The ball hit the ship almost perfectly amidships, and in that touch it doomed the black vessel. Wood sheared and snapped as it was sucked into the unimaginable void created by the weave, drawn into that black oblivion with such force that the air itself howled into it with hurricane force winds. It picked up hapless Zakkites and anything not nailed down, sucking it into its effect, sending them into an abyss from which there would be no escape. The ship compressed and crumpled around the black sphere, crushing and crunching to the sound of howling wind, ripping wood, and the screams of the doomed, until the last shards of the bow, the stern, and the masts were drawn into its black depths. After the last pennon on the mast disappeared, the ball shrank steadily, until it too simply winked out of existence.

The lull of sound was from the awed, stunned disbelief of the four remaining Zakkite vessels, and it gave Tarrin a chance to recharge. The energy roared into him, but it did not come fast enough. The Weave couldn't support the demands he made on it. Eyes blazing with incandescent white light, he reached out his paws to the sky and forced the Weave to obey, drawing in energy of all seven flows, then sending them out from him in every direction. They spiralled together as they radiated out from him in every direction, intertwining with each other in groups of seven, until they made contact with other strands. When they did that, Tarrin pulled on them, causing each intertwined finger of flows to suddenly flare with bright white light, then fade into invisibility. Along with the light came a shimmering bell-like sound that vibrated the very air, causing wind to blow away from him with enough force to tatter the fog bank that had been resting to their port. The light faded to nothing, as did the sound. The intertwined flows were gone.

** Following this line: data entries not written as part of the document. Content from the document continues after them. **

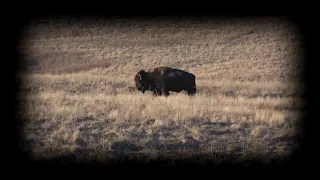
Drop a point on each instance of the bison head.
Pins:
(141, 81)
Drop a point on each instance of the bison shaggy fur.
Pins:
(161, 80)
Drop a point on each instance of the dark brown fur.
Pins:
(161, 80)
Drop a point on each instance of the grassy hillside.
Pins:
(78, 95)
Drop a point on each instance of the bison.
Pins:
(161, 80)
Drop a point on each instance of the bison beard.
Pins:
(161, 80)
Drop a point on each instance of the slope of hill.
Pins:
(78, 95)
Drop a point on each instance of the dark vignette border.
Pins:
(66, 165)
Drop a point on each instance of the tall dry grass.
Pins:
(77, 92)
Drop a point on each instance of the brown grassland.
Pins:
(78, 97)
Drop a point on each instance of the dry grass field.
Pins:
(78, 97)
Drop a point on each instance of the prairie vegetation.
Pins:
(78, 97)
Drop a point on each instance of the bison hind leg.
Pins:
(191, 91)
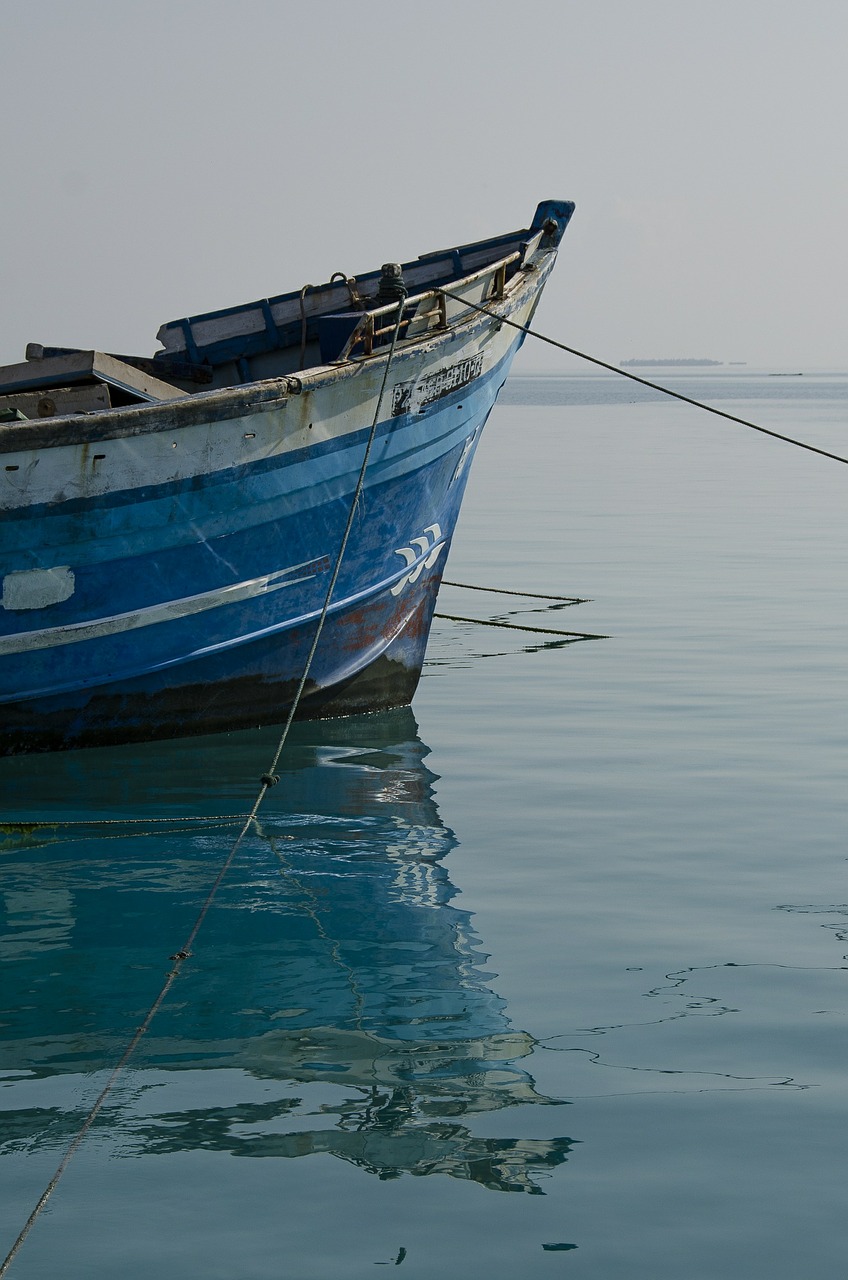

Leaving new strands in their stead.

Standing in the center of a web of saturated strands, Tarrin immediately drew in more power than he could hold, so much that the air around him wavered and the deck beneath his feet began to blacken. There was no pain in his fury, a fury unlike anything he had ever experienced, a fury that did not care if he survived so long as he took those responsible for Miranda with him. He generated a weave of pure Air, not high Sorcery, but a weave of such titanic immensity that its physical manifestation was nearly as large as the ships it was created to attack. It manifested as an invisible wall of pure air, and Tarrin made a pushing motion with one arm-

– -And there was a thunderous BOOM, as the Zakkite ship directly astern simply shattered against the force of a wall of air, as large as it was, striking it at supersonic speed. There was no piece of it larger than a teacup, and the finely pulverized debris sprayed the water aft of the galleon in a spreading fan pattern that turned the waters gray. The shockwave caused by the attack had kicked up a wave ten feet high, that went racing to the southwest at a speed that defied imagination.